Accurate seismic velocity estimations are vital to understanding Earth's subsurface structures, assessing natural resources, and evaluating seismic hazards. Machine learning-based inversion algorithms have shown promising performance in regional (i.e., for exploration) and global velocity estimation, while their effectiveness hinges on access to large and diverse training datasets whose distributions generally cover the target solutions. Additionally, enhancing the precision and reliability of velocity estimation also requires incorporating prior information, e.g., geological classes, well logs, and subsurface structures, but current statistical or neural network-based methods are not flexible enough to handle such multi-modal information. To address both challenges, we propose to use conditional generative diffusion models for seismic velocity synthesis, in which we readily incorporate those priors. This approach enables the generation of seismic velocities that closely match the expected target distribution, offering datasets informed by both expert knowledge and measured data to support training for data-driven geophysical methods. We demonstrate the flexibility and effectiveness of our method through training diffusion models on the OpenFWI dataset under various conditions, including class labels, well logs, reflectivity images, and the combination of these priors. The performance of the approach under out-of-distribution conditions further underscores its generalization ability, showcasing its potential to provide tailored priors for velocity inverse problems and create specific training datasets for machine learning-based geophysical applications.

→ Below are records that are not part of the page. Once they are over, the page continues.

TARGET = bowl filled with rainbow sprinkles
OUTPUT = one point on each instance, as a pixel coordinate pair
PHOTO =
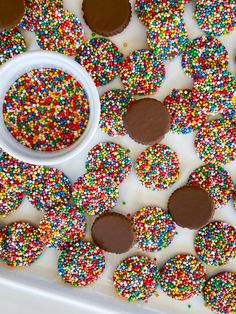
(50, 107)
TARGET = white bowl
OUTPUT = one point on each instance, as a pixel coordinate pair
(12, 70)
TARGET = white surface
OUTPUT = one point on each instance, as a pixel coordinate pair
(41, 281)
(26, 62)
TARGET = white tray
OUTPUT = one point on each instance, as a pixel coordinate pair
(41, 279)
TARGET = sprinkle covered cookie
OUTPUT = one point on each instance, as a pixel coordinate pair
(21, 245)
(215, 244)
(157, 167)
(155, 229)
(142, 72)
(182, 277)
(81, 264)
(136, 278)
(101, 58)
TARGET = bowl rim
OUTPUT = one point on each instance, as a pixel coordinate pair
(17, 66)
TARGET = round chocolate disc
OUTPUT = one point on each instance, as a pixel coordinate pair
(147, 121)
(191, 207)
(113, 233)
(11, 13)
(107, 17)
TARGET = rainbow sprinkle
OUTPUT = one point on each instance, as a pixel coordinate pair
(46, 110)
(62, 226)
(216, 181)
(154, 228)
(114, 105)
(21, 245)
(110, 158)
(136, 278)
(59, 30)
(142, 73)
(182, 277)
(158, 167)
(101, 58)
(81, 264)
(215, 244)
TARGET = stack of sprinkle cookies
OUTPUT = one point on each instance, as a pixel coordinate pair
(47, 110)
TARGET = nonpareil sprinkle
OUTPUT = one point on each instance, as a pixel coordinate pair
(46, 110)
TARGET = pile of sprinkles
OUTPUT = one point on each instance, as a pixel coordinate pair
(12, 44)
(101, 58)
(203, 54)
(110, 158)
(46, 109)
(215, 244)
(182, 277)
(114, 105)
(220, 293)
(173, 38)
(21, 245)
(47, 187)
(10, 199)
(154, 228)
(157, 167)
(59, 30)
(216, 17)
(216, 181)
(33, 8)
(136, 278)
(81, 264)
(62, 226)
(215, 142)
(186, 114)
(95, 193)
(142, 72)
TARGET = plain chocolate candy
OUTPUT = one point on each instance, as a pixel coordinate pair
(113, 233)
(107, 17)
(191, 207)
(147, 121)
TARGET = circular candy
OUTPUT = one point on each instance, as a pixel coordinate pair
(158, 167)
(110, 158)
(47, 187)
(12, 44)
(136, 278)
(215, 90)
(182, 277)
(33, 8)
(171, 40)
(10, 200)
(12, 172)
(21, 245)
(95, 193)
(155, 229)
(113, 233)
(62, 226)
(114, 105)
(191, 207)
(215, 244)
(215, 142)
(142, 73)
(60, 31)
(186, 114)
(101, 58)
(220, 293)
(81, 264)
(147, 121)
(215, 17)
(203, 54)
(11, 12)
(216, 181)
(46, 110)
(106, 17)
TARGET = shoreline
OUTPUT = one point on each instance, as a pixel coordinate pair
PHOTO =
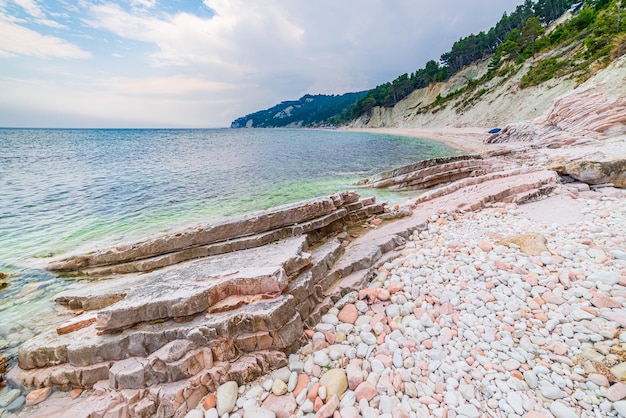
(384, 355)
(467, 139)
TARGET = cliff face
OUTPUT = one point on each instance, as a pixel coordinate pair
(597, 104)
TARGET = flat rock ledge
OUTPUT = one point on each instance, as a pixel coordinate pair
(318, 215)
(156, 343)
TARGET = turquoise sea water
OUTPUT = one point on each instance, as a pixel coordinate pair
(67, 190)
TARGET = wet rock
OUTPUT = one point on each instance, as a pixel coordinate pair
(7, 396)
(38, 396)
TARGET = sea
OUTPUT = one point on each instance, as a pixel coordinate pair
(72, 190)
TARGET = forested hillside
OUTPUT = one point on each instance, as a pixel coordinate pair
(537, 42)
(308, 111)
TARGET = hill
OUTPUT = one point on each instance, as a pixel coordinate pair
(308, 111)
(580, 56)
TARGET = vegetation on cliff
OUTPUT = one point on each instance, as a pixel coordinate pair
(559, 38)
(308, 111)
(596, 32)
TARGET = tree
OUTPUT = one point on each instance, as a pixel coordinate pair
(532, 30)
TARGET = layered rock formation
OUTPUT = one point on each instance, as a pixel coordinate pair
(154, 344)
(314, 216)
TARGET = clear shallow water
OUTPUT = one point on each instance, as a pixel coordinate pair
(69, 190)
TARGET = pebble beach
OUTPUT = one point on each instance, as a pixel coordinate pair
(511, 311)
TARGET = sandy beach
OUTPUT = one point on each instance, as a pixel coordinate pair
(467, 139)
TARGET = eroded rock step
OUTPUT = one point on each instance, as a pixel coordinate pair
(311, 293)
(432, 162)
(261, 324)
(243, 226)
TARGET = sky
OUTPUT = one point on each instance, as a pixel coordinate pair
(202, 64)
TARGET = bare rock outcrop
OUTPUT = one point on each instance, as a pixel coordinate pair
(153, 344)
(315, 216)
(605, 172)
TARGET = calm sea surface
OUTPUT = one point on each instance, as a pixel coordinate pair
(69, 190)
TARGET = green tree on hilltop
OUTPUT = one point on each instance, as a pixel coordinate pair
(531, 31)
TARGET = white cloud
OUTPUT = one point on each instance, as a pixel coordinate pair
(147, 4)
(190, 70)
(18, 40)
(31, 7)
(161, 86)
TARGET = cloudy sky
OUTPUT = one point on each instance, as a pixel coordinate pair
(186, 63)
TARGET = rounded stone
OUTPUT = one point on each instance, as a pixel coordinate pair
(335, 381)
(226, 397)
(258, 412)
(279, 387)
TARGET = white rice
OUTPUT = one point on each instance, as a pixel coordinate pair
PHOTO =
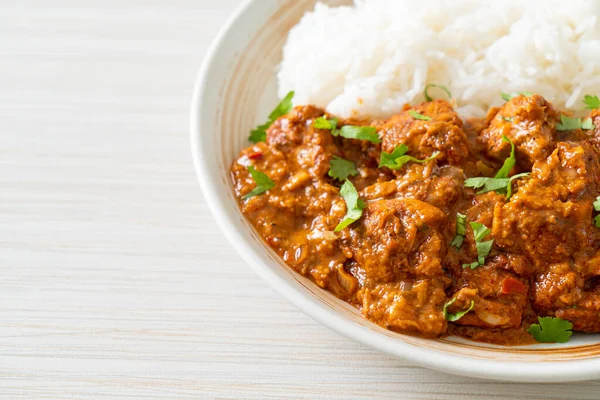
(371, 58)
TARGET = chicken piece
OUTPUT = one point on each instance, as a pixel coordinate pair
(529, 122)
(409, 306)
(397, 238)
(564, 293)
(550, 216)
(307, 148)
(442, 133)
(499, 296)
(441, 187)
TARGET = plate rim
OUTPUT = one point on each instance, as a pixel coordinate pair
(540, 372)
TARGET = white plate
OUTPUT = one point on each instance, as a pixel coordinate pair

翻译：精确的地震速度估计对于理解地球地下结构、评估自然资源和评价地震危险性至关重要。基于机器学习的反演算法在区域（即勘探）和全球速度估计中已展现出良好性能，但其有效性依赖于获取大规模且多样化的训练数据集，这些数据集的分布通常需覆盖目标解空间。此外，提高速度估计的精度和可靠性还需要融入先验信息，例如地质类别、测井曲线和地下结构，但当前基于统计或神经网络的方法在处理此类多模态信息时灵活性不足。为应对这两项挑战，我们提出使用条件生成扩散模型进行地震速度合成，该方法可便捷地融入上述先验信息。该技术能够生成与预期目标分布高度匹配的地震速度数据，提供融合专家知识与实测数据的训练集，以支持数据驱动地球物理方法的训练。通过在OpenFWI数据集上训练扩散模型，我们在多种条件下（包括类别标签、测井曲线、反射率图像及其组合先验）验证了本方法的灵活性与有效性。该方法在分布外条件下的性能进一步凸显了其泛化能力，展示了其为速度反问题提供定制化先验、并为基于机器学习的地球物理应用创建特定训练数据集的潜力。